Imelda se recostó sobre la cama victoriana hecha con madera tallada y aplicaciones de personajes esculpidos en nácar y rodeados de tiaras de flores. Supuso que para superar su malestar tenía que pensar en su trabajo: “El pianista es bueno —dijo esforzándose—. La transparencia y pureza de su técnica podrían llevarlo a mejores escenarios que éste. Pero escogió el peor momento para mostrar sus facultades pianísticas. Bueno, lo mismo dirán de mí… espero”. Como seguía la molestia cambió el rumbo de su disquisición; pensó en sus encuentros con Pedro del Campo lamentándose de sus titubeos para destruir la barrera que les había puesto el recuerdo de Leonora: “Lo que acaba de pasar —reflexionó— podría ser… mejor dicho es el aviso que me indica no perder el tiempo en posturas románticas propias, por cierto, de la época y estilo de esta hermosa cama inglesa”. Logró tranquilizarse pero las imágenes y los gritos del combate seguían en su mente. Así que colocó los dedos sobre la talla de la cabecera. Se concentró en ella y dedujo que un artista había moldeado las columnas salomónicas y los capullos dorados que las remataban. “Este hermoso trabajo requirió meses de dedicación, o quizá años… En fin, basta ya de barroquismo y garigoleos defensivos. Debo afrontar la realidad y actuar con inteligencia. Esto no es un acto trágico de una ópera con un desenlace feliz”, dijo levantando la voz cuando se dirigía hacia el secretaire que también era estilo victoriano.

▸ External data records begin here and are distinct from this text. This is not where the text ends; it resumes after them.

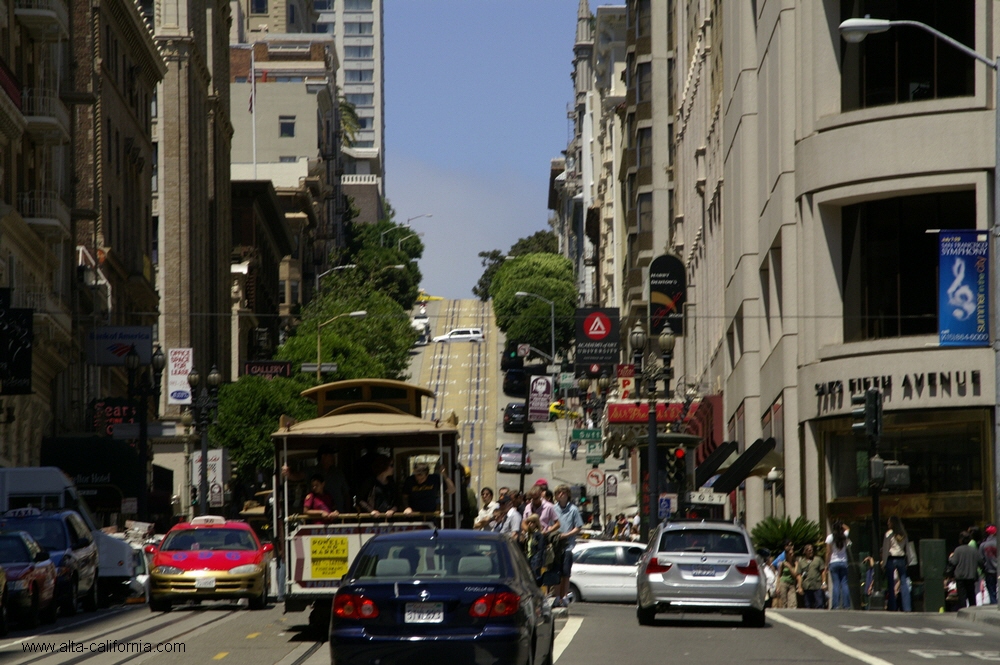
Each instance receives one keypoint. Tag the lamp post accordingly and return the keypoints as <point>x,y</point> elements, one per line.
<point>203,404</point>
<point>651,373</point>
<point>142,387</point>
<point>359,314</point>
<point>854,30</point>
<point>552,314</point>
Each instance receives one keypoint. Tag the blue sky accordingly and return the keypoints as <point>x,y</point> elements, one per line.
<point>475,108</point>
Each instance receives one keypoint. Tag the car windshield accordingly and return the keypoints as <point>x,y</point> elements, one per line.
<point>13,550</point>
<point>448,560</point>
<point>703,540</point>
<point>50,533</point>
<point>209,539</point>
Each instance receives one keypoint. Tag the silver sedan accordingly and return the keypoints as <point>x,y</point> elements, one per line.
<point>700,567</point>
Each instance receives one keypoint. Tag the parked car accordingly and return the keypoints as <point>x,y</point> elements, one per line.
<point>31,579</point>
<point>515,418</point>
<point>700,566</point>
<point>461,335</point>
<point>605,570</point>
<point>509,459</point>
<point>70,544</point>
<point>431,596</point>
<point>209,558</point>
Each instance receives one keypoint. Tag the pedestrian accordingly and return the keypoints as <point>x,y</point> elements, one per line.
<point>789,579</point>
<point>988,551</point>
<point>813,571</point>
<point>570,524</point>
<point>836,566</point>
<point>894,562</point>
<point>966,561</point>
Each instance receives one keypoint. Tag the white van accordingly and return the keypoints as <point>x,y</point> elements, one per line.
<point>48,488</point>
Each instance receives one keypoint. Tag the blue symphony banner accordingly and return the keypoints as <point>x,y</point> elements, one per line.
<point>963,288</point>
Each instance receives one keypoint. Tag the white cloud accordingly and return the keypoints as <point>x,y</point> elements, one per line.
<point>473,212</point>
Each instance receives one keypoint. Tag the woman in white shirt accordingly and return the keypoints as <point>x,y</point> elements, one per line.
<point>836,565</point>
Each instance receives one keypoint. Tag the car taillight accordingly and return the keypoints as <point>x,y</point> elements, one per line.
<point>354,606</point>
<point>495,605</point>
<point>654,566</point>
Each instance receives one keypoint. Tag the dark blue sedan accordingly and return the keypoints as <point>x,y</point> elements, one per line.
<point>450,595</point>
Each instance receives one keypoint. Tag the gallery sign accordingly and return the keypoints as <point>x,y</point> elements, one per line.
<point>963,288</point>
<point>667,293</point>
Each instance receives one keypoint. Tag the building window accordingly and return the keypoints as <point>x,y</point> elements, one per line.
<point>644,214</point>
<point>358,75</point>
<point>645,146</point>
<point>889,262</point>
<point>644,76</point>
<point>361,99</point>
<point>358,52</point>
<point>357,28</point>
<point>907,64</point>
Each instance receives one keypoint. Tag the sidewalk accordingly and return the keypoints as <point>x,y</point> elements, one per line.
<point>989,614</point>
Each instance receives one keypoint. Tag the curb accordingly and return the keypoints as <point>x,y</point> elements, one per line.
<point>988,614</point>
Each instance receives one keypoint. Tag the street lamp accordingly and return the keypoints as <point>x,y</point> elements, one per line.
<point>359,314</point>
<point>399,244</point>
<point>652,374</point>
<point>141,387</point>
<point>552,312</point>
<point>854,30</point>
<point>200,413</point>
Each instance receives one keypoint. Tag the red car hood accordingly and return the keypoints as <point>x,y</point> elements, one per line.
<point>206,559</point>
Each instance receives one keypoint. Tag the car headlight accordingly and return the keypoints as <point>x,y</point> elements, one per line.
<point>167,570</point>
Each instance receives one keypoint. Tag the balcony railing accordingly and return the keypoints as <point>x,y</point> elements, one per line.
<point>44,102</point>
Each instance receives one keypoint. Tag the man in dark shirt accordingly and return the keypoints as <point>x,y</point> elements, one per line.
<point>422,490</point>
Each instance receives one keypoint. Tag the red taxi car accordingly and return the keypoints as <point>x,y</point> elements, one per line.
<point>209,558</point>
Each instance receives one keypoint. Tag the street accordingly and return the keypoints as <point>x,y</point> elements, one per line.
<point>589,634</point>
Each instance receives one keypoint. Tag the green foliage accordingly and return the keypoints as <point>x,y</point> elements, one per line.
<point>772,532</point>
<point>528,319</point>
<point>248,414</point>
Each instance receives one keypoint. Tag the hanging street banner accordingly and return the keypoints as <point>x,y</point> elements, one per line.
<point>597,336</point>
<point>16,337</point>
<point>667,294</point>
<point>963,288</point>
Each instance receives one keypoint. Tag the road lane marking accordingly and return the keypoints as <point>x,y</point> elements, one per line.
<point>829,640</point>
<point>565,636</point>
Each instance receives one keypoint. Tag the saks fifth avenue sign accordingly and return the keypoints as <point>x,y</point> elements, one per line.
<point>901,389</point>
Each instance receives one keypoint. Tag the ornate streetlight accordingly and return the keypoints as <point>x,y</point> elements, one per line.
<point>203,405</point>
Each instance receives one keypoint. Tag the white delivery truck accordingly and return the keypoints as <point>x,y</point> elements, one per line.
<point>48,488</point>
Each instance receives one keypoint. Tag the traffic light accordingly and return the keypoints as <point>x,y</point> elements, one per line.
<point>867,412</point>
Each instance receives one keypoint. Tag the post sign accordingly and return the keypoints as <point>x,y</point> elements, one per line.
<point>597,336</point>
<point>667,293</point>
<point>539,398</point>
<point>963,288</point>
<point>180,362</point>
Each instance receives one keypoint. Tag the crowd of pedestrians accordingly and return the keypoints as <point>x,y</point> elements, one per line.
<point>803,578</point>
<point>544,523</point>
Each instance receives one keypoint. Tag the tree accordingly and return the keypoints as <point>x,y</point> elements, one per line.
<point>527,319</point>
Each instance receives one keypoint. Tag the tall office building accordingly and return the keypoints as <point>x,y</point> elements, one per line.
<point>356,26</point>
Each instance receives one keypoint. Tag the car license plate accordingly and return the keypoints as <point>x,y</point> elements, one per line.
<point>424,613</point>
<point>204,583</point>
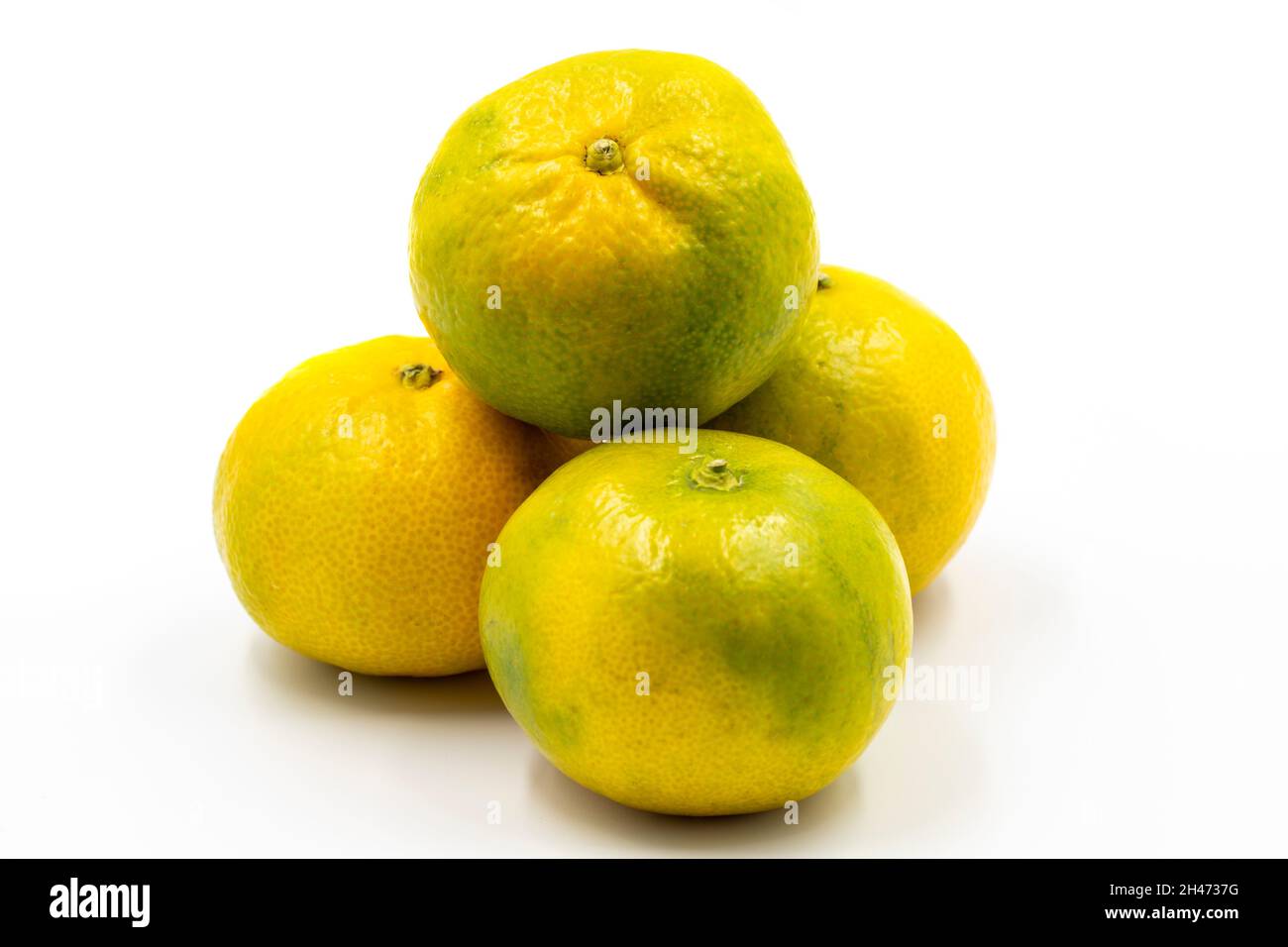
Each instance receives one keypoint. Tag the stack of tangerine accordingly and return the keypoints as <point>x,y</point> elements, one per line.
<point>697,621</point>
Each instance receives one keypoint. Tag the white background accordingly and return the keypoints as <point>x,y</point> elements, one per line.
<point>196,197</point>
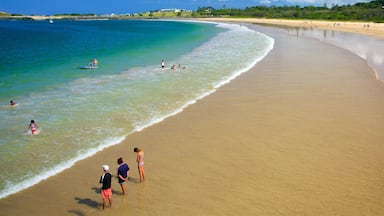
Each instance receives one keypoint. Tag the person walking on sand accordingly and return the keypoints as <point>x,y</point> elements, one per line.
<point>122,173</point>
<point>162,64</point>
<point>32,127</point>
<point>140,163</point>
<point>106,189</point>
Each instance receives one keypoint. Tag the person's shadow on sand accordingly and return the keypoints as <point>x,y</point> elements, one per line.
<point>88,202</point>
<point>77,212</point>
<point>132,179</point>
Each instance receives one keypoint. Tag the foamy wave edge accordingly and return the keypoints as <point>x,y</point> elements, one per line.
<point>15,188</point>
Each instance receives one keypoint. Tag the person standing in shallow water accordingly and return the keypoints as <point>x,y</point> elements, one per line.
<point>162,64</point>
<point>106,189</point>
<point>140,163</point>
<point>122,173</point>
<point>33,127</point>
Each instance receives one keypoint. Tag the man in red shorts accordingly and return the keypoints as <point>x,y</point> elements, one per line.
<point>106,190</point>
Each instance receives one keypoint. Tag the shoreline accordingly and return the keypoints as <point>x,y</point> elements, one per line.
<point>205,146</point>
<point>374,29</point>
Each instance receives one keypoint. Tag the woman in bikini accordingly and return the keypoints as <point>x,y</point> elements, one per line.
<point>140,163</point>
<point>33,127</point>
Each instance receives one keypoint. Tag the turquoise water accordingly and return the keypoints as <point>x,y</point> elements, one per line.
<point>80,112</point>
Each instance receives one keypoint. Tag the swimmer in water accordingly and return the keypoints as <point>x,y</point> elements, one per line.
<point>12,103</point>
<point>33,127</point>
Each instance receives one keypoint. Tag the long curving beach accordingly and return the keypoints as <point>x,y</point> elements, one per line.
<point>301,133</point>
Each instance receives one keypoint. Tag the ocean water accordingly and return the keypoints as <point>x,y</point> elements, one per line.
<point>80,112</point>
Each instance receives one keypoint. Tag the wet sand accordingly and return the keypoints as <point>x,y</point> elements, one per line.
<point>301,133</point>
<point>366,28</point>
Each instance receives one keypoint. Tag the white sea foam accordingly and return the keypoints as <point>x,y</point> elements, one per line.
<point>87,107</point>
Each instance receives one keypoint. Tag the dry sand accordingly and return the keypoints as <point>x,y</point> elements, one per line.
<point>367,28</point>
<point>301,133</point>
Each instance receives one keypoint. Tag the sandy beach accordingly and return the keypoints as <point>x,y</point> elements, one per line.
<point>301,133</point>
<point>366,28</point>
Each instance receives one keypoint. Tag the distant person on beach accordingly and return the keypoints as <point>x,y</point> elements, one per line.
<point>12,103</point>
<point>32,127</point>
<point>122,173</point>
<point>106,189</point>
<point>162,64</point>
<point>140,163</point>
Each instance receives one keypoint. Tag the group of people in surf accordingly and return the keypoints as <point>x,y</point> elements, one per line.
<point>173,67</point>
<point>122,176</point>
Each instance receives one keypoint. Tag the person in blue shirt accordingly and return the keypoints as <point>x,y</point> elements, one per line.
<point>122,173</point>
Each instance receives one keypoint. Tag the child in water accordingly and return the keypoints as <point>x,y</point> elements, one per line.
<point>33,127</point>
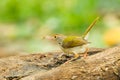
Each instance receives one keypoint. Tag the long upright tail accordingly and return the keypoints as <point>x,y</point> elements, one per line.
<point>89,28</point>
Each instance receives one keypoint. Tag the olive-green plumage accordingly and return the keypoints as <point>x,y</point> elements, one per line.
<point>73,44</point>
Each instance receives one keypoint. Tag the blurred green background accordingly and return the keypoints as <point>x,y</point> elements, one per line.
<point>24,23</point>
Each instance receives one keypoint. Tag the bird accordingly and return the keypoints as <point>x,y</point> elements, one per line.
<point>74,44</point>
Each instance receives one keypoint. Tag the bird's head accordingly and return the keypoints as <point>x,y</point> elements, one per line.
<point>59,38</point>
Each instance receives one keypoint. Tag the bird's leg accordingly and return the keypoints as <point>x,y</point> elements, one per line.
<point>85,54</point>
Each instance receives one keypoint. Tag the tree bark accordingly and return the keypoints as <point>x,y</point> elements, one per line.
<point>101,64</point>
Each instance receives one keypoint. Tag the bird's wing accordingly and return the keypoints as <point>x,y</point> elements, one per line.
<point>73,41</point>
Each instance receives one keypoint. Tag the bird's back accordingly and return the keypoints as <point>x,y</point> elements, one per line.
<point>73,41</point>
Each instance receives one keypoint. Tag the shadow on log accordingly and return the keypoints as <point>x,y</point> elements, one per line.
<point>101,64</point>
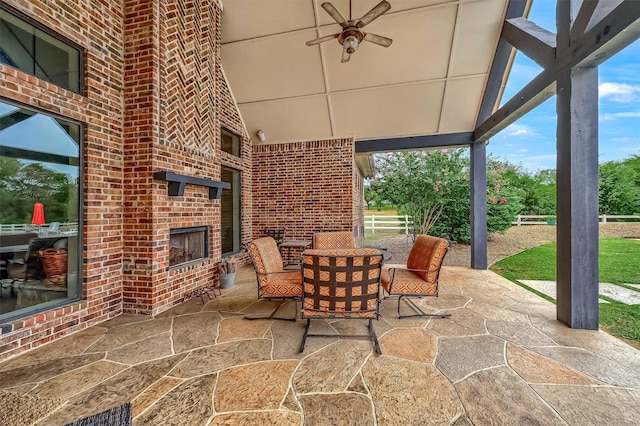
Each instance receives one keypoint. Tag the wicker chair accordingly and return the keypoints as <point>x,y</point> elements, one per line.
<point>333,240</point>
<point>274,282</point>
<point>341,283</point>
<point>419,278</point>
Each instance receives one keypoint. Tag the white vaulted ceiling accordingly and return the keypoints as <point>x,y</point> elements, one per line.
<point>429,81</point>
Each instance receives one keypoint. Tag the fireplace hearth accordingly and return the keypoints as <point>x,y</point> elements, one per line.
<point>188,245</point>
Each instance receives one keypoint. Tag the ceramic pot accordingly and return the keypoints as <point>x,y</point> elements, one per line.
<point>227,280</point>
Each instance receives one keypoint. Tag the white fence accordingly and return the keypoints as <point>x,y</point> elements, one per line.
<point>12,228</point>
<point>398,223</point>
<point>404,223</point>
<point>540,219</point>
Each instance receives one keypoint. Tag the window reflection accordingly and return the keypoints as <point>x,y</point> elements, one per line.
<point>230,211</point>
<point>31,50</point>
<point>39,210</point>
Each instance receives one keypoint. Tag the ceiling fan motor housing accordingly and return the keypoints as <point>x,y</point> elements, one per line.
<point>350,39</point>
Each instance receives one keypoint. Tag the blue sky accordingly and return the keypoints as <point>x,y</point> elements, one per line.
<point>531,141</point>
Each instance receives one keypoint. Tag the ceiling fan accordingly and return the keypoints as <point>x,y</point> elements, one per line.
<point>351,35</point>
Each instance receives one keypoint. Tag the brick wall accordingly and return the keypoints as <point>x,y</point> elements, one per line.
<point>303,187</point>
<point>154,100</point>
<point>97,27</point>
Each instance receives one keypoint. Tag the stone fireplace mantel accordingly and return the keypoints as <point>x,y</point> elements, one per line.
<point>177,183</point>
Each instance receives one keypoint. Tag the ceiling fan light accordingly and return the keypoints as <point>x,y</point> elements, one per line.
<point>350,44</point>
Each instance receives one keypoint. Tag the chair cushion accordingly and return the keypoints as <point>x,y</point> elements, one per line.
<point>283,284</point>
<point>427,253</point>
<point>266,255</point>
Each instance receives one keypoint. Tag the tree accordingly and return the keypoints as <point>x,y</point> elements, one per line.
<point>23,184</point>
<point>619,191</point>
<point>373,193</point>
<point>433,188</point>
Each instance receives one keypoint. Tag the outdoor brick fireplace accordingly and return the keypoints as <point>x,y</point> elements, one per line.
<point>188,245</point>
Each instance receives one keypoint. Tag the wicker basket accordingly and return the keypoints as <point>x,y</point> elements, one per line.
<point>54,265</point>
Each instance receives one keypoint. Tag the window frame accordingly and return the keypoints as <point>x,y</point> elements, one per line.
<point>59,37</point>
<point>237,237</point>
<point>236,138</point>
<point>80,290</point>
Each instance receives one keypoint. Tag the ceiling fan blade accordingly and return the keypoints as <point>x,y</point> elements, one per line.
<point>331,10</point>
<point>322,39</point>
<point>374,13</point>
<point>379,40</point>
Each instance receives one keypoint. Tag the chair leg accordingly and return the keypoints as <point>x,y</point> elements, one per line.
<point>272,314</point>
<point>304,336</point>
<point>372,333</point>
<point>417,308</point>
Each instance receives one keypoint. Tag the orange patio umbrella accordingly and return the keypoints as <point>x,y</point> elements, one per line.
<point>38,214</point>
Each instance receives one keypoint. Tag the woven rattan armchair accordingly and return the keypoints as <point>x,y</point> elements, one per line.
<point>333,240</point>
<point>341,283</point>
<point>274,282</point>
<point>419,278</point>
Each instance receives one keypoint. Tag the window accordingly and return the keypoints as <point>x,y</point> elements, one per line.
<point>230,211</point>
<point>36,52</point>
<point>230,143</point>
<point>39,211</point>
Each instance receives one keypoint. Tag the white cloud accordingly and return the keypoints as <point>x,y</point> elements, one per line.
<point>619,92</point>
<point>614,115</point>
<point>519,130</point>
<point>623,139</point>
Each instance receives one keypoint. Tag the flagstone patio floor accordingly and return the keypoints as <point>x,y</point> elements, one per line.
<point>502,358</point>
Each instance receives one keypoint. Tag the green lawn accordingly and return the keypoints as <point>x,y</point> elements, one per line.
<point>619,263</point>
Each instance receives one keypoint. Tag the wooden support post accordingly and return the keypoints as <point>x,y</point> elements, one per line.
<point>478,154</point>
<point>577,198</point>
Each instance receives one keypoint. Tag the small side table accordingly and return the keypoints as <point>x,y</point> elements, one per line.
<point>298,245</point>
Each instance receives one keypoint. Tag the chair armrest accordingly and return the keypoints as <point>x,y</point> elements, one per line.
<point>394,267</point>
<point>286,271</point>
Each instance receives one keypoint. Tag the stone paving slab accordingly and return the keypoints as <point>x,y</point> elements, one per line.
<point>616,292</point>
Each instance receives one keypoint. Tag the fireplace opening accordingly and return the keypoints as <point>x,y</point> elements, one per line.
<point>188,245</point>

Desde que entró a la recámara le había llamado la atención la generosa dotación de hojas de papel acompañadas por un manguillo y el tintero correspondiente depositados sobre la tapa volcada. Aquel conjunto propio de un escribano decimonónico, representaba la oportunidad para escribir la carta que desde hacía tiempo tenía en mente. Así que acomodó una de las dos sillas italianas de madera dorada con balaustradas talladas a mano. Se sentó en ella dispuesta a plasmar lo que pensaba. Hizo un ligero movimiento de su mano sacudiendo el manguillo después de haberlo metido al tintero. Cuando iba a empezar la misiva se escucharon varios disparos alternados con macabra sincronía. Corrió asustada hacia la ventana. Abajo del balcón, cerca de unos árboles, vio a los soldados enfundando sus pistolas junto a lo que supuso ya eran cinco cadáveres más. “¡Les dieron el tiro de gracia!”, soltó indignada. La escena le repitió la náusea que parecía superada. Buscó la bacinica puesta al lado de la cama para las emergencias del cuerpo. Iba a vomitar pero se contuvo al ver el reflejo de su rostro distorsionado en las paredes del dorado receptáculo. Meditó: “Pudo haber servido de retrete a muchas personas, incluidos los visitantes y moradores del casco de la hacienda”. Hizo una cuenta rápida y concluyó que en doscientos años había sido usada por, cuando menos, cinco generaciones de habitantes de la hacienda. Su imaginación parecía haber suplido al milenario jengibre ya que en un tris desapareció el asco evitándole formar parte de esa añeja e insalubre tradición. Pero aún seguía mareada y con la sensación de tener un gato en el estómago. Recordó dos de los baños que estaban en el camino a su habitación y otros más cerca de la huerta. Hizo el intento de ir, sin embargo, se contuvo y pensó en sus gratos encuentros con Pedro. Ello sirvió para que aminorara el peso negro de la muerte y la congoja, fardo que le oprimía el pecho. Cerró los ojos y vio el rostro del capitán Del Campo mirándola con el corazón, como alguna vez él se lo dijo. “Ojalá que me espere”, deseó. Cuando Imelda iba a reposar sobre la cama se escuchó en la puerta un toque discreto. “Soy yo, el embajador”. La mujer sonrió y se quedó en silencio. “Es mejor que suponga que estoy dormida”. Volvió a sonar el leve toque y la quietud fue la respuesta.